Pour-through pitcher systems typically include an upper reservoir for receiving unfiltered water, a lower reservoir for receiving and storing filtered water, and a filtration cartridge with an inlet at its top and outlet at its bottom, through which cartridge, water flows from the upper reservoir to the lower reservoir. Countertop systems typically include a larger rectangular tank with a spigot for draining filtered water into a glass or pan. Both pitcher and countertop systems use gravity to move the unfiltered water in the top reservoir down through a water filtration cartridge and into the lower reservoir where the filtered water remains until it is used.
The water filtration cartridge typically employed in a gravity flow system is composed of a sieve system and a housing bottom, such as a barrel. The barrel is filled with filtration media and the sieve system is sealed to the barrel. The filtration media is typically granular, such as activated carbon. Other components may be combined to enhance water filtration capability, such as ion exchange resin, zeolite, ceramics, and others known in the art.
A problem associated with using granular filtration media in such a gravity flow cartridge, is that air gets trapped in-between the particles of filtration media and in the headspace of the cartridge barrel. The “headspace” is the area above the fill line of the filtration media and up to the bottom of the sieve system. This air must be vented from the cartridge as water is filtered or water flow will be slow or completely stop. In prior art systems, the air in the water filtration cartridge is expelled through vents in the top of the filter. The size of the vents is critical. The vent size must be small enough to contain the carbon in the filter and big enough to allow the air to escape. Prior art systems have large vent holes to properly vent the air, and thus, are limited to a minimum carbon particle size.
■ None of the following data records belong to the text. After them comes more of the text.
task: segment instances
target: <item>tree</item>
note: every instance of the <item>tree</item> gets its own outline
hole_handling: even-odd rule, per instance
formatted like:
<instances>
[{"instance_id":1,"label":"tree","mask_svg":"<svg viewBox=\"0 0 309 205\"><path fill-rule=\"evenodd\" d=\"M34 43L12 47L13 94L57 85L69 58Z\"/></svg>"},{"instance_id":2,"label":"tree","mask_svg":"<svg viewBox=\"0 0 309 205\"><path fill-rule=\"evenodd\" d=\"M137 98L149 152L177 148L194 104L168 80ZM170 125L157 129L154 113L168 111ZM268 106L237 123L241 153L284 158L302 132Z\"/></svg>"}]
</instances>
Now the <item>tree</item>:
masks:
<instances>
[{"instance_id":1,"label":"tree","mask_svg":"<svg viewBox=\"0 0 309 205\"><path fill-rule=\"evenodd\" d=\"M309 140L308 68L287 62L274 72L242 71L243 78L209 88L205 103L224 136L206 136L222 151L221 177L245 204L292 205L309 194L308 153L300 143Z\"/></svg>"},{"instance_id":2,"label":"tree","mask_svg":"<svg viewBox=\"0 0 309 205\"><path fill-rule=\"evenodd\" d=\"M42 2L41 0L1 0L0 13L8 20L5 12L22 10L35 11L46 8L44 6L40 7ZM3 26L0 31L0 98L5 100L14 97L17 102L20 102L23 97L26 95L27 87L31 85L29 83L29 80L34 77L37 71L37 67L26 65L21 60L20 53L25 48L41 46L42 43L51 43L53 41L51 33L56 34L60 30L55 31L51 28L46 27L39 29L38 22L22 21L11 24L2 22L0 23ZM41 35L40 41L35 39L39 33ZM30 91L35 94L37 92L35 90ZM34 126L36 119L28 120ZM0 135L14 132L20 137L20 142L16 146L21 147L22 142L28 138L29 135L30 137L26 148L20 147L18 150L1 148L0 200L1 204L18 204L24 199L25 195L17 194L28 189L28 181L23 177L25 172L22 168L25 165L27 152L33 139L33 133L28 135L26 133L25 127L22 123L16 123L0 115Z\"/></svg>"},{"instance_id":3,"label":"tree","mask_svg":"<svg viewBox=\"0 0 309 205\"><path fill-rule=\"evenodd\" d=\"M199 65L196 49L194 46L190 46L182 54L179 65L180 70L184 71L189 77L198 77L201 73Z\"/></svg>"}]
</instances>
Prior art water filtration cartridges typically employ granular filtration media the size of about 18×40 U.S. mesh (1000 μm to 425 μm). This size range has limited contaminant removal capability due to particle size and packing geometry of the granules. Better filtration capability can be achieved using smaller size filtration media, such as 20×80 U.S. mesh (850 μm to 180 μm). However, smaller media is difficult to retain in the cartridge housing. The smaller media is typically swept out of the cartridge through the air vent holes in the cap and ends up in the un-filtered water of the upper reservoir.
It would be useful to have a gravity flow water filtration cartridge that exhibits both good water flow rates and high containment reduction.